From 21 May - 18 July 1998, the Museu Fundación Juan March, Palma exhibited José Guerrero. Works on Paper (1970-1985).  The exhibit displayed “five series of his work on paper - 48 works in all, mainly ink drawings, gouaches and mixed media works - made by the artist between 1970 and 1985.”  The show later traveled to Museo de Arte Abstracto Español, Cuenca (28 July - 22 November 1998).

From 3 April - 26 May 2019, the Centro José Guerrero, Granada exhibited José Guerrero.
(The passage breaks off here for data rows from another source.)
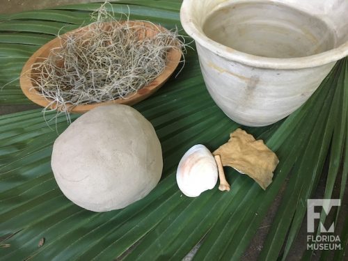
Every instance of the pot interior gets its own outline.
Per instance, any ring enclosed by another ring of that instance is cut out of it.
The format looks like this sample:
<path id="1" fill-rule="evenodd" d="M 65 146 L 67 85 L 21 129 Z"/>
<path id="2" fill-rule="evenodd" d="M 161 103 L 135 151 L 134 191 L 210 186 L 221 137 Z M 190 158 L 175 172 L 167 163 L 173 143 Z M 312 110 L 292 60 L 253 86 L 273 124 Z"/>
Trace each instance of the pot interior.
<path id="1" fill-rule="evenodd" d="M 205 34 L 235 50 L 269 58 L 296 58 L 335 48 L 333 29 L 319 17 L 279 3 L 223 5 L 203 24 Z"/>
Pelegrinaje (1966-1969).  (Pelegrinaje means pilgrimage in English.) The paintings displayed were created after Guerrero’s return to Spain after living in New York for two decades.  The exhibit later traveled to Museo de Arte Abstracto Español, Cuenca (14 June - 29 September 2019) and Museu Fundación Juan March, Palma (16 October 2019 - 18 January 2020).